Suzannah Holsenbeck, CT Schoolyards Program Manager
The CT Schoolyards Program frequently hears the question: what do you do with school gardens in the summer when schools aren’t in session? It’s an excellent question and points to the fact that most folks know that farms and gardens are in full swing in the warmest season of the year. Thanks to climate change, however, the growing season in our region has been starting earlier and extending later into the season.
Ultimately we approach the answer to “what do you do in the summer?” just as we approach working with each of our 22 partner schools: it depends on the needs, goals and accessibility of each school.
The planning begins in the spring when students at each school participate in planting their gardens, usually through our series of Outdoor Days. Some schools choose to plant quick growing crops like radishes and lettuces that can be grown and harvested before students leave for the summer. Other schools may have gardens that are accessible to the community and they tend to choose to plant vegetables that are typically ready to harvest in July and August, like tomatoes, zucchini, squash, and kale.
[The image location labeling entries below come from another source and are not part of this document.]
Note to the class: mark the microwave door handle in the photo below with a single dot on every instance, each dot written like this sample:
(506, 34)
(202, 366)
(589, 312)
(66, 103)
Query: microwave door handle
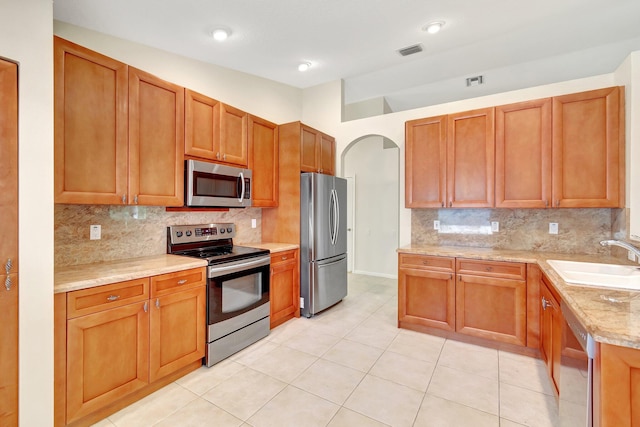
(242, 192)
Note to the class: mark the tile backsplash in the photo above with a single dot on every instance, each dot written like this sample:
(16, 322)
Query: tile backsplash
(579, 230)
(133, 231)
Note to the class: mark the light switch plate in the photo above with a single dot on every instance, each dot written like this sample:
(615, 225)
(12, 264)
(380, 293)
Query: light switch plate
(95, 232)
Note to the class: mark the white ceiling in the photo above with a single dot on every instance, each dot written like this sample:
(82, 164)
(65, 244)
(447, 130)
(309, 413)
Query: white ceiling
(512, 43)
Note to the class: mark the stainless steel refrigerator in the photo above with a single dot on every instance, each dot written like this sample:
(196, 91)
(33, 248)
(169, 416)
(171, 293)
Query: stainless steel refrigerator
(323, 242)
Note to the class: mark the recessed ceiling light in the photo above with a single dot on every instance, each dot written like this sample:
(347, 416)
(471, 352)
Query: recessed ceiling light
(433, 27)
(220, 34)
(304, 66)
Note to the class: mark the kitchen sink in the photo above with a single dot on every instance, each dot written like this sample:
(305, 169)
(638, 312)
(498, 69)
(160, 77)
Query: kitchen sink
(596, 274)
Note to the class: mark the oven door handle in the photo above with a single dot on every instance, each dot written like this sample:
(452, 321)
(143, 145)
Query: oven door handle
(227, 269)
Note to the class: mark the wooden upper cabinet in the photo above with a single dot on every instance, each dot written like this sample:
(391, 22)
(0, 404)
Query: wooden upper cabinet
(156, 140)
(426, 162)
(90, 126)
(470, 159)
(588, 149)
(317, 151)
(215, 131)
(263, 161)
(9, 243)
(523, 155)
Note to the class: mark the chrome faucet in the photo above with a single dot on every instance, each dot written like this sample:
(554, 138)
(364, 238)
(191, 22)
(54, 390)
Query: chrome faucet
(625, 245)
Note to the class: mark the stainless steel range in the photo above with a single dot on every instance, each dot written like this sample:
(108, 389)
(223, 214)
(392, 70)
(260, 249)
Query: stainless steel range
(237, 285)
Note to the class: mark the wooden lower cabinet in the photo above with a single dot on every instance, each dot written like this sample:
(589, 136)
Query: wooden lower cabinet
(123, 338)
(285, 287)
(551, 321)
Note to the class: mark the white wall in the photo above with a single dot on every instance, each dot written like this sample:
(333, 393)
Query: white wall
(392, 125)
(25, 36)
(375, 228)
(268, 99)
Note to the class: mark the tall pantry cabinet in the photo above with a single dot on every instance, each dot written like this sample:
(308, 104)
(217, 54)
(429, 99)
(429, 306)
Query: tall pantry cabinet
(9, 243)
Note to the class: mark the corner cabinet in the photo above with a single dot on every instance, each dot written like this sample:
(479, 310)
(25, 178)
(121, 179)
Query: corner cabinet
(118, 132)
(9, 243)
(121, 340)
(264, 161)
(285, 287)
(215, 131)
(588, 149)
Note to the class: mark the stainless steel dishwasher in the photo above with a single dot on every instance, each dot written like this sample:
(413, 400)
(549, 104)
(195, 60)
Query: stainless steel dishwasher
(576, 376)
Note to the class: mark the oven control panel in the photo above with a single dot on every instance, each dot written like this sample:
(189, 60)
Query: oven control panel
(200, 232)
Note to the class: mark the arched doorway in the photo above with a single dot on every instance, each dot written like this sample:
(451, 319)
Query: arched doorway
(371, 165)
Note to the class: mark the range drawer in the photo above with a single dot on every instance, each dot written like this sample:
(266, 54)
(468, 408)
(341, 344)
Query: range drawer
(427, 262)
(502, 269)
(93, 300)
(181, 280)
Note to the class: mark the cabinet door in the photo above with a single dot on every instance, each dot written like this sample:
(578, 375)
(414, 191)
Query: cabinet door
(263, 162)
(9, 243)
(284, 292)
(587, 149)
(426, 162)
(426, 298)
(308, 149)
(550, 333)
(523, 154)
(233, 135)
(90, 126)
(107, 357)
(202, 126)
(177, 331)
(470, 159)
(326, 154)
(156, 141)
(492, 308)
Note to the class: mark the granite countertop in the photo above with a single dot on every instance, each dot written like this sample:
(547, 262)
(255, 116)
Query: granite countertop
(611, 316)
(74, 277)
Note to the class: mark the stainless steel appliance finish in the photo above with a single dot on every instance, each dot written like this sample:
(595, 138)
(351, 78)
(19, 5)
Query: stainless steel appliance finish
(576, 377)
(238, 279)
(323, 242)
(213, 185)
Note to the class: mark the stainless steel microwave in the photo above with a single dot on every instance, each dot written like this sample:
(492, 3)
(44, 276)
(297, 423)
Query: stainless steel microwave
(213, 185)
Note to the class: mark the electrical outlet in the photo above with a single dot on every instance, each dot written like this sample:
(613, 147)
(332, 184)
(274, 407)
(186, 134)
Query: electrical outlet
(95, 232)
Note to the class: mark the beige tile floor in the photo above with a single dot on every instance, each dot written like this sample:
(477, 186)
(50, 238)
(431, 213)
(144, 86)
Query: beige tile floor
(351, 366)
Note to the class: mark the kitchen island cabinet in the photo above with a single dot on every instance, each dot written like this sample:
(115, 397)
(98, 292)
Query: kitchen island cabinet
(144, 333)
(119, 132)
(9, 266)
(284, 292)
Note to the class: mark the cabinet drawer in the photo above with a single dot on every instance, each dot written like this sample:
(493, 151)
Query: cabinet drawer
(506, 270)
(93, 300)
(180, 280)
(427, 262)
(284, 256)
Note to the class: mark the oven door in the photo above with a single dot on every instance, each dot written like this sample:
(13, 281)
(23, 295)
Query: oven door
(237, 287)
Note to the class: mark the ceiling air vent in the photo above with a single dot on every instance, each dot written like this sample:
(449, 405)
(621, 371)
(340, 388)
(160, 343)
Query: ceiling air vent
(410, 50)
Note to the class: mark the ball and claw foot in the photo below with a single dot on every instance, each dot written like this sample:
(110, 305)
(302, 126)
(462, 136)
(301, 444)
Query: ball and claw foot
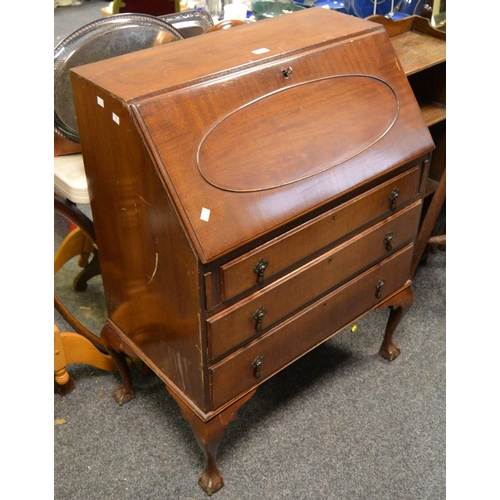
(211, 482)
(390, 351)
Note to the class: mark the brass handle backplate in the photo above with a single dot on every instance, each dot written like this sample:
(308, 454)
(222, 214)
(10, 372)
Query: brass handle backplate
(380, 284)
(260, 269)
(258, 316)
(388, 240)
(256, 365)
(393, 198)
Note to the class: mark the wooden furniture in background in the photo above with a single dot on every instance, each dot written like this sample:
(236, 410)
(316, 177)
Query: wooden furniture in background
(71, 347)
(251, 205)
(421, 50)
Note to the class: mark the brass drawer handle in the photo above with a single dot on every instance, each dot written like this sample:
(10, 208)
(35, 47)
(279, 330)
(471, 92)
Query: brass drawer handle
(393, 198)
(260, 269)
(388, 240)
(258, 316)
(256, 365)
(380, 284)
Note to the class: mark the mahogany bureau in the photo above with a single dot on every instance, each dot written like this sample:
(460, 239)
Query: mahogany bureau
(254, 191)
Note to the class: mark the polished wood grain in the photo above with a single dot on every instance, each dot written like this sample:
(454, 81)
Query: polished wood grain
(230, 247)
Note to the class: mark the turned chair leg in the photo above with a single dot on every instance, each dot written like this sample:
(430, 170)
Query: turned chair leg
(399, 305)
(208, 435)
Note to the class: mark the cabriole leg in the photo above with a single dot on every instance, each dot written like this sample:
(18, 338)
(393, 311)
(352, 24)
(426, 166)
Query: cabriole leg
(125, 392)
(399, 306)
(208, 435)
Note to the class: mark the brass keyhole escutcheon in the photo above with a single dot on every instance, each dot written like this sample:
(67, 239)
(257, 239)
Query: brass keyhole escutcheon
(256, 365)
(380, 284)
(393, 198)
(388, 240)
(260, 269)
(258, 316)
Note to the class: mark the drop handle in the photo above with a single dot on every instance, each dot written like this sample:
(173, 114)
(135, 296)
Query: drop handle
(380, 284)
(256, 365)
(393, 198)
(258, 316)
(260, 269)
(388, 240)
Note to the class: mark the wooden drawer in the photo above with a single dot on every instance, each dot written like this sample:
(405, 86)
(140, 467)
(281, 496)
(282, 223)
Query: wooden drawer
(240, 322)
(239, 276)
(300, 333)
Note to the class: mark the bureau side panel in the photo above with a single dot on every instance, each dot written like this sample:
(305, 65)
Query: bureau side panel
(149, 269)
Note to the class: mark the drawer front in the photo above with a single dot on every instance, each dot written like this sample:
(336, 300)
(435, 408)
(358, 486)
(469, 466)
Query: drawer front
(265, 308)
(282, 345)
(244, 273)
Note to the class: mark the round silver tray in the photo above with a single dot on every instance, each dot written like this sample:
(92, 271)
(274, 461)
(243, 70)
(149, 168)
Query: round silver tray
(102, 39)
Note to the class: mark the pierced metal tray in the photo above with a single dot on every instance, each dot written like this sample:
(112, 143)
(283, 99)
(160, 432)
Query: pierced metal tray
(102, 39)
(190, 23)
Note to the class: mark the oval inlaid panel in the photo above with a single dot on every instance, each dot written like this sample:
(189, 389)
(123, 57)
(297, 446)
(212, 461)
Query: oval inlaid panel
(297, 132)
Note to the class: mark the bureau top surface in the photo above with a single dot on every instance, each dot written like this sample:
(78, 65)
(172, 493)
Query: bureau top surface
(253, 127)
(168, 66)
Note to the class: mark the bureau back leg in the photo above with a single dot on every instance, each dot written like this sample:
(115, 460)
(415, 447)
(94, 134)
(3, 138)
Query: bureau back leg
(399, 305)
(125, 392)
(208, 434)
And other schools choose to plant seeds that take up to 90 days to mature, like large watermelons and pumpkins, so that the students who plant the seeds in the spring return to pumpkin patches and watermelons when they start school in the fall.
This summer 15 schools signed up for our CT Schoolyards Green Jobs Corps Crew to water and weed and provide general maintenance over the course of five weeks. Our crew traveled to all parts of New Haven and put in hard work during some of the hottest days of the summer. They also got to take the occasional break at our crew favorite smoothie place: Cositas Deliciosas on Grand Avenue in Fair Haven. Their work means that students and teachers at those 15 schools will return to gardens that have been cared for and are ready for learning and play to take place again!